For most people, if there’s one name for a tea that comes to mind most readily, I’ll bet that it’s probably Earl Grey given that Jean Luc Picard on “Star Trek: The Next Generation” would always order it from the star ship replicators, “hot”, despite being… a Frenchman? The thing to understand is that Earl Grey is a type of teamaking (infusing black tea with bergamot) whereas Darjeeling is an actual region and so to understand its teas is like understanding Burgundy wines. Unlike Burgundy however, which has literal centuries of grape growing tradition, Darjeeling is a relatively new tea region and Koehler does an excellent, detailed job in explaining how it came about in the 19th century, basically as the occupying British Empire needed a recovery station up in the mountains.
There are countless interesting facts, anecdotes, and historical stories that are all brought to life by Koehler’s narration of the region going up through Independence and then how the tea region has fared since then. But, the book is much more than just a “history” and it delves into aspects that wine people will readily enjoy such as talking about the individual estates (terroirs) of Darjeeling as well as how tea is made as well as selected and graded as well as why some have shown a higher quality level over the years and thus have demanded ever-higher prices. If this all sounds familiar to the wine world, then you can understand why I’m recommending the book.
The last third or so of the book revolves around the current and future issues facing Darjeeling and again, there’s much for wine people to take from here.

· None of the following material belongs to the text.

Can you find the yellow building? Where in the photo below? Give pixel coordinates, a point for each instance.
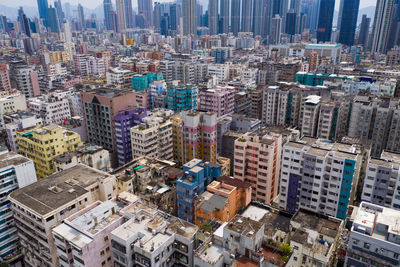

The development of “tea tourism” is incredibly similar to enotourism for example. Environmental questions weigh heavy on Darjeeling, much as they do in wine, with Climate Change taking center stage in the list of concerns. And then there’s the always-looming questions of generational change, evolution of the region, how to reach new consumers, and how to protect the brand.
While Koehler’s book is obviously about tea and some parts have no relationship to wine, the writing is clear, approachable, and inviting. It’s plain to see that he spent many months actually in the region–not just parachuting in for a week or two for snippets with a fixer doing the heavy lifting. He witnessed all the stages of harvest (again, something I fully didn’t understand until reading this) and ultimately crafted an excellent book. It’s a fine read for anyone who likes books about history but it’s an even finer distraction for anyone a bit tired of memorizing appellations in Bordeaux. Also, there are tasty tea recipes at the back!
(PS – Koehler now also has a new book called, “Where the Wild Coffee Grows that is also worthy of dive by anyone into this kind of in-depth work.)